Earth Day was born in 1970, hatched by former US Senator Gaylord Nelson of Wisconsin. Here's
his account, from a 1998 speech:
It had been troubling to me that the critical matter
of the state of our environment was simply a non-issue politically The challenge was to think up some dramatic event
that would focus national attention on this subject.

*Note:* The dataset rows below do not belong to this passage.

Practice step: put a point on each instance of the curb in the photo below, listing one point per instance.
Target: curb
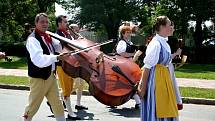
(185, 100)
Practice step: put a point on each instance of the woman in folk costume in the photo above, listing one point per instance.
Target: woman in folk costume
(156, 88)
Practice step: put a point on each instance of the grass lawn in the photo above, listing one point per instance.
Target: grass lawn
(197, 92)
(17, 63)
(15, 80)
(197, 71)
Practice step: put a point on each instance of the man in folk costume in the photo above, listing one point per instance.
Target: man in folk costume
(66, 81)
(41, 58)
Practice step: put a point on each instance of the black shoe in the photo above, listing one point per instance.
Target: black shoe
(73, 118)
(81, 107)
(113, 107)
(64, 105)
(137, 106)
(49, 106)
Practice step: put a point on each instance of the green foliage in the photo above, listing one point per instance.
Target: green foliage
(17, 63)
(102, 13)
(14, 80)
(15, 13)
(198, 71)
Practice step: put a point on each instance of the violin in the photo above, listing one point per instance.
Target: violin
(8, 59)
(112, 79)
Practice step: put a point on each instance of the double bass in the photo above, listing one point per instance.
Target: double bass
(112, 79)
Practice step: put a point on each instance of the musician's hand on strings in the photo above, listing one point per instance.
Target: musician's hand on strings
(141, 90)
(62, 55)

In 1962, I suggested that President Kennedy go on a nationwide conservation tour, spelling out in dramatic
language the deteriorating condition of our environment, and proposing an agenda to begin addressing the problem. The president
began his tour in the fall of 1963. Senators Hubert Humphrey, Gene McCarthy, Joe Clark, and I accompanied him on the
first leg of the trip. For many reasons, including a breaking story on a nuclear missile treaty, the tour failed to make the
environment a national political issue.
Six years would pass before the idea for Earth Day occurred to me. It was the summer of 1969, and
I was on a conservation speaking tour out West. [One stop
was in Santa Barbara, where Nelson was stunned by the damage done by the offshore blowout that became the largest oil spill
up to that time. It lasted 11 days and blackened beaches.]
There was a great deal of turmoil on the college campuses over the Vietnam War, and many colleges held
anti-war teach-ins. On a flight to the University of California-Berkeley, I read an article on the teach-ins, and it suddenly
occurred to me: Why not have a nationwide teach-in on the environment? In a speech given at Seattle in September, I formally
announced that there would be a national environmental teach-in sometime in the spring of 1970. The story ran nationwide.
Telegrams, letters, and telephone inquiries poured in.